Although my parents dreamed I would come home once I completed training, I had other ideas. I am not exactly sure when I decided, but I envisioned a career in academic medicine. I saw myself as a teacher, and after training at Memorial Sloan-Kettering Cancer Center, I wanted to do what I could to improve on the standards of care and dedicated my career to clinical trials. It was as much a vocation as was the decision to go into medicine.
As my career took shape, my parents never stood in my way. Their only advice to me was simple—“Do whatever will make you happy.” It is a lesson I hope to impart to my own children. No matter how much time has passed, however, I’ve never forgotten my roots and my island home. Sometimes it takes a devastating loss to remind one of home—as it was when my father became ill and ultimately died of congestive heart failure.

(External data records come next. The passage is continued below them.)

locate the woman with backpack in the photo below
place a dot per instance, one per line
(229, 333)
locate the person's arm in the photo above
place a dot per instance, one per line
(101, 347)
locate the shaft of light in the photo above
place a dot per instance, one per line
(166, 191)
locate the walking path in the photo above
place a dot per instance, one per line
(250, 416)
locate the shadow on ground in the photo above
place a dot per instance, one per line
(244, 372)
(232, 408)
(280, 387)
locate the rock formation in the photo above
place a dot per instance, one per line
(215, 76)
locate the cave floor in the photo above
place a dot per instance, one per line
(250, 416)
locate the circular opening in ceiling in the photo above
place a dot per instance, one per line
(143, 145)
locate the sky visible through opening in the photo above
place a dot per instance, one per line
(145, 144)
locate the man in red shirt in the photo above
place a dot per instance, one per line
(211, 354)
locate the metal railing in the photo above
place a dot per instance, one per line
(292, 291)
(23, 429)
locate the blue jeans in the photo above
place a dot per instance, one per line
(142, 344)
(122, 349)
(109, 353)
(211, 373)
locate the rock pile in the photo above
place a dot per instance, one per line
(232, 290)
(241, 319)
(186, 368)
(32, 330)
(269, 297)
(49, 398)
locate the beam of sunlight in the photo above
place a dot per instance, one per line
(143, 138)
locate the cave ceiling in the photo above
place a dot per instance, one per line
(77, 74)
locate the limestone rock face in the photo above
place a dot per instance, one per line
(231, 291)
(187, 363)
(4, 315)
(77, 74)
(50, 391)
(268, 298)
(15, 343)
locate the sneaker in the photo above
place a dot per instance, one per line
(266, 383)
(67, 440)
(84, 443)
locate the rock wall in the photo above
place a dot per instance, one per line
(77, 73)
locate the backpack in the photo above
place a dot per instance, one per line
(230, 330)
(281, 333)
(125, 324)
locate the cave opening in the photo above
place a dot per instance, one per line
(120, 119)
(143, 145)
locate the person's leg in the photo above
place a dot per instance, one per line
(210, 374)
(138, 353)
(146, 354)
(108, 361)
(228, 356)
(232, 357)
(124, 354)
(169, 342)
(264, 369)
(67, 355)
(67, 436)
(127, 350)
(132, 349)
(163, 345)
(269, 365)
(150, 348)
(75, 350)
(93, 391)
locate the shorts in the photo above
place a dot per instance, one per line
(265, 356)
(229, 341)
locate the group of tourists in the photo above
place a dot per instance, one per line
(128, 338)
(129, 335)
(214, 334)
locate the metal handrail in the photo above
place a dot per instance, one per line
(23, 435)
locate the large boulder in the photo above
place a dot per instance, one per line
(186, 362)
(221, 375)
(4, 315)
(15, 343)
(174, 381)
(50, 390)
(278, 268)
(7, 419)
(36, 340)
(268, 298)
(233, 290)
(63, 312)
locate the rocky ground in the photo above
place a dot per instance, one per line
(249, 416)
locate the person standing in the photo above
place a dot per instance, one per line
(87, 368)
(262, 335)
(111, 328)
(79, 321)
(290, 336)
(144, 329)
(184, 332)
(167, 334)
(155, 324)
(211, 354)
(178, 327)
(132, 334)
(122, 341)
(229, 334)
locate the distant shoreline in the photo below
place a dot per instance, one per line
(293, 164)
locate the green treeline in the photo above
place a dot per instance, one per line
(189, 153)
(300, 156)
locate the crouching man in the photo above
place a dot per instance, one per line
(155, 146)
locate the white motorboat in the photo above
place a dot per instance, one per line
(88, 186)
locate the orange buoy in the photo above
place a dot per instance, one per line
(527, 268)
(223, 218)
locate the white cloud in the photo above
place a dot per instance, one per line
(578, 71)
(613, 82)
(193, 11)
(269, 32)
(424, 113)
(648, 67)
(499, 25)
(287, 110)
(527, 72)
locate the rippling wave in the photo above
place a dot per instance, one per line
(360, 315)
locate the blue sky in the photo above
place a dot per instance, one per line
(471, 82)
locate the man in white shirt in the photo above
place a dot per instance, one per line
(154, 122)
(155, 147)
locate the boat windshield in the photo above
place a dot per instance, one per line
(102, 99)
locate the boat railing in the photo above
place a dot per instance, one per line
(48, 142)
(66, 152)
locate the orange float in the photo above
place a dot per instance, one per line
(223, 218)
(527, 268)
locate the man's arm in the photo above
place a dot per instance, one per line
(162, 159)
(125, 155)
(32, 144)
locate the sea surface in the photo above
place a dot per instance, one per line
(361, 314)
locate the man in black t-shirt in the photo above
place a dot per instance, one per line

Still, I often wonder how I can continue to make a difference, even from so far away. To do so, I’ve made it widely known through my friends on Guam, that I am available as a resource to anyone from the island who needs advice about a newly diagnosed malignancy and that I am willing to help navigate the medical system there. Indeed, I was recently in this position when a dear friend was diagnosed with lung cancer.
Most times, treatment for cancer if you are from Guam means going off island for treatment, to places like Japan, the Philippines, or California. In places like my island (and some parts of rural America too), this isn’t uncommon.
The complexities of specialty care that must be rendered far from home was a theme that instilled my interest in international outreach. Beyond the resources on Guam, I became interested in health care systems throughout Asia. I became interested in understanding how care is delivered beyond the continental US, and what options are available for diagnosis and treatment in other parts of the world. More importantly, I wondered how I could make a difference in these places. This is so important especially given the rise in new cancer cases and the higher morbidity and mortality of those who live in resource-poor areas.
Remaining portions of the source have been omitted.